The cost of acquiring personal injury cases, irrespective of the referral fee ban, is around £700 – £200 more than the government is proposing for routine road traffic claims even before the legal work is factored in, according to new research.
Andrew Otterburn of Otterburn Legal Consulting also suggested that the changing insurance market means it may make sense for insurance companies to bring the legal work around claims in-house.
The report – commissioned by the Association of Personal Injury Lawyers – sought to examine the argument that the referral fee ban in April means the fixed recoverable costs paid to solicitors can be substantially reduced, with the Ministry of Justice proposing that the fee for a low-value road traffic case going through the RTA portal should fall from £1,200 to £500.

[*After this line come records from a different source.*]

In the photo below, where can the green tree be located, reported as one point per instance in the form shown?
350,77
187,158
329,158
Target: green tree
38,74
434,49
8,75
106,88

It concluded that “unless firms are able to cross-subsidise, they will no longer be able to do this work profitably”.
It continued: “It might be possible to charge clients an amount in addition to their ‘recoverable’ fee; however, clients may be unwilling to pay this. The result will be that victims of accidents will not be represented and many firms will be forced to close.”
Mr Otterburn argued that the term ‘referral fee’ has been applied very widely to embrace “marketing expenditure which is universally accepted as normal in the course of any business”, as well as paying for specific cases. The ban is targeted at the latter practice.
He looked at a range of firms that bring in work in a wide variety of ways – from a traditional firm with just a fee-earner and secretary in its personal injury (PI) department that spends nothing on marketing to a niche PI practice with 300 people and a marketing spend of £3.2m, hardly any of which is for buying in work.
Acquisition costs averaged out at about £700, from £200 at the bottom to £900 at the top. The firm that spent nothing on marketing is planning to close the department this year because work levels are so low. It is generally accepted that routine RTA portal cases require around 10 hours of work.
“All businesses undertake marketing and there is a cost in acquiring all new customers, and in many cases it is substantial,” the report said.
Mr Otterburn said research from 2011 indicated that an insurance company might be paying as much as 51% of the premium in acquisition costs, with an overall average of 27%.
He continued: “It is important to put the discussions surrounding referral fees in the wider context of these challenges facing the insurance industry… The research indicates the
Lower profitability of business generated via comparison websites, and in particular the issue of falling retention rates and insurance company brand loyalty.
“It raises serious questions about the ability of insurers to maintain their current economic model in the face of this challenge to their markets. It may well be tempting for some of these companies, no longer allowed to sell the details of their policyholders involved in accidents, instead simply to transfer the leads, for no referral fee, to an in-house legal provider…
“The key advantage the insurance industry would have is that their acquisition cost would be zero.”
If most PI lawyers become unable to accept low value cases that will be processed via the claims portal, liable car insurers, as a better alternative to third-party capture, may demand that these cases are brought through the portal knowing that this will be a significant impediment to access to justice for many of them.